Mass slaughters didn’t bring Ms. Nathan to the streets. But this is different, she says.

“[Massacres] happen here and you can see the corpses, but these ones, we don’t where they are,” she said, speaking of the teenage girls. “We are not sure what is happening to them.  Nobody knows what will happen tomorrow.”

The Boko Haram insurgency has killed thousands of people. Violence has escalated in recent months, with more than 1,500 deaths this year alone.

The number of casualties, the types of attacks, and a steady increase in media attention drove the Boko Haram insurgency to a tipping point, according to Elizabeth Donnelly at the London-based Chatham House. "The outcry, the response that it has drawn from across Nigeria [has] drawn more attention.... I think it comes at a point where there has now been a significant number of headlines related to Boko Haram.”

Nearly 300 of the girls are still missing, and in a video released Monday, Abubakar Shekau, the man who claims to head Boko Haram, says he is holding them as “slaves” to be sold at the market.

Outside Nigerian Army Headquarters, protesters say that Boko Haram’s newly amped-up infamy is no accident, since it also appears to be spreading, with bomb blasts in the capital that killed nearly 100 people in April. 

Mr. Shekau released a video threatening more attacks in the capital. “I don't care if you call me a liar, a mad man, or a stupid person. All I know is that you all are ignorant,” he said in his native Hausa language.

He also threatened President Jonathan, Christians, and Muslims who associate with Christians or who believe in democracy. Shekau's video shows him flanked by armed men in fatigues and masks, and threatening to sell girls as young as nine years of age into forced marriage. The video showed no girls. He appeared almost as a caricature of a radical, as he laughed maniacally. 

Outside the defense ministry, Army spokesman Maj. Gen. Chris Olukolade stood silently on the edge of the protest as fathers and mothers in the crowd shouted, “They are our daughters!” Brothers cried out, “They are our sisters!”

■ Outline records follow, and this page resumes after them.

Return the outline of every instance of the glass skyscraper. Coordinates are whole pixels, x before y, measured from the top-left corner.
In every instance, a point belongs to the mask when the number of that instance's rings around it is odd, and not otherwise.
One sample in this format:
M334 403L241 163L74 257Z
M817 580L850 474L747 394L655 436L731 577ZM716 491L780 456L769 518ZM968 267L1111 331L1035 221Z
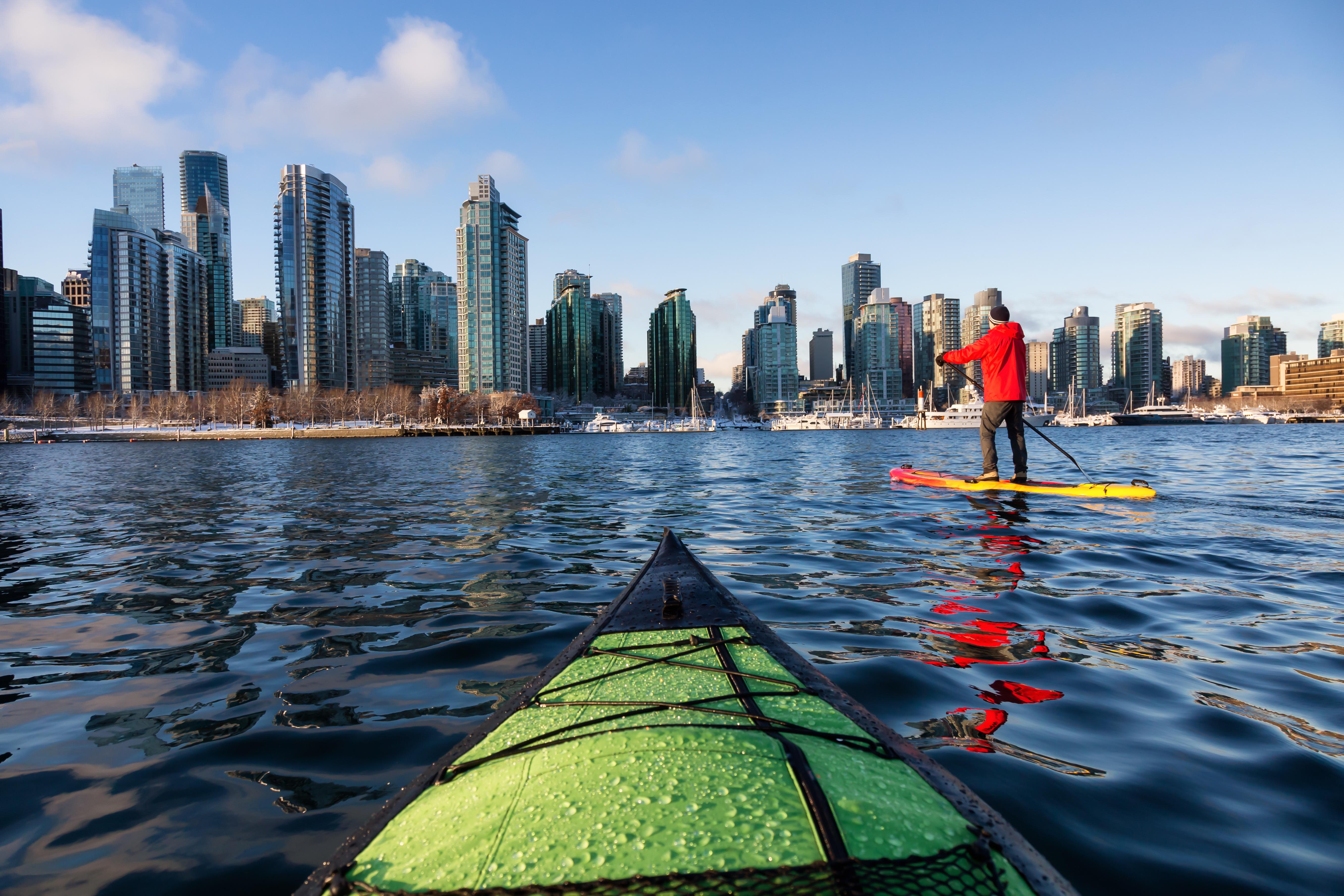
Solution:
M113 168L112 204L125 208L145 230L163 230L164 169L159 165Z
M1110 334L1111 384L1134 406L1163 394L1163 313L1152 302L1116 306Z
M184 149L177 156L181 188L181 214L196 210L196 200L210 191L224 210L228 208L228 156L210 149Z
M872 290L882 286L882 265L872 255L859 253L840 266L840 310L844 318L844 376L853 379L853 318L868 301Z
M355 301L359 304L359 367L363 388L383 388L391 377L392 305L388 298L387 253L355 250ZM457 329L457 321L453 321ZM453 347L456 353L457 347ZM457 357L454 355L453 360Z
M684 289L668 290L649 314L648 352L653 406L689 408L695 391L695 314Z
M528 391L527 238L481 175L457 227L457 369L464 392Z
M898 304L899 302L899 304ZM891 290L875 289L853 320L853 379L867 386L879 407L888 407L905 396L900 369L903 301L892 301ZM909 308L909 305L906 305ZM857 398L859 387L855 387Z
M285 384L360 388L355 206L345 184L313 165L281 173L276 297Z
M1267 317L1245 314L1223 328L1223 392L1238 386L1269 386L1269 359L1288 355L1288 333Z
M1050 340L1050 391L1078 392L1101 386L1101 318L1079 305Z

Mr. Olukolade took the bullhorn to relay the military’s response: “Be sure that we are listening to you; the protest is understood,” he said, promising to meet privately with protest leaders.

Armed soldiers stood nearby, but there was no sign of hostility from either side.

Ojonwa Miachi, a national youth advocate with the United Nations Millennium Campaign, says the kidnappings along with previous slaughters of hundreds of school boys, has made the insurgency personal, even for people geographically far from danger.

Ms. Miachi worries about the effect of Boko Haram attacks on Nigerian schooling: “Everybody’s concerned, because this is about the girls, and this is a defining moment for not only Nigeria but for other countries too ... this is [also] an attack on education.”

Boko Haram was today characterized by two former senior US officials as a highly diffuse group with different wings and little or no central command whose members range from radical extremists to gangsters.

In a phone briefing by former US State Department deputy chief for African affairs Johnnie Carson, and former US ambassador to Nigeria John Campbell, the latter said that Boko Haram is “not so much an organization as a movement,” and that Shekau is “more a warlord than a leader.” He noted that Shekau waited three weeks from the kidnapping of the girls to claim responsibility (this week), and that this suggests the face of Boko Haram may often not know which group is taking what action. 

Amb. Carson said that the US has been "engaged" with the Jonathan administration for more than a year on questions regarding the group, but that Nigeria has been slow to take help, and that there has "been a reluctance to accept our analysis of the drivers of the problem in [Nigeria's] north," which includes male youth unemployment over 50 percent and low grade education, health care and education. 

Until recently, Amb. Campbell pointed out, few Nigerians were "paying attention" to Boko Haram, partly due to the difference between the urban more cosmopolitan and prosperous south, and the north.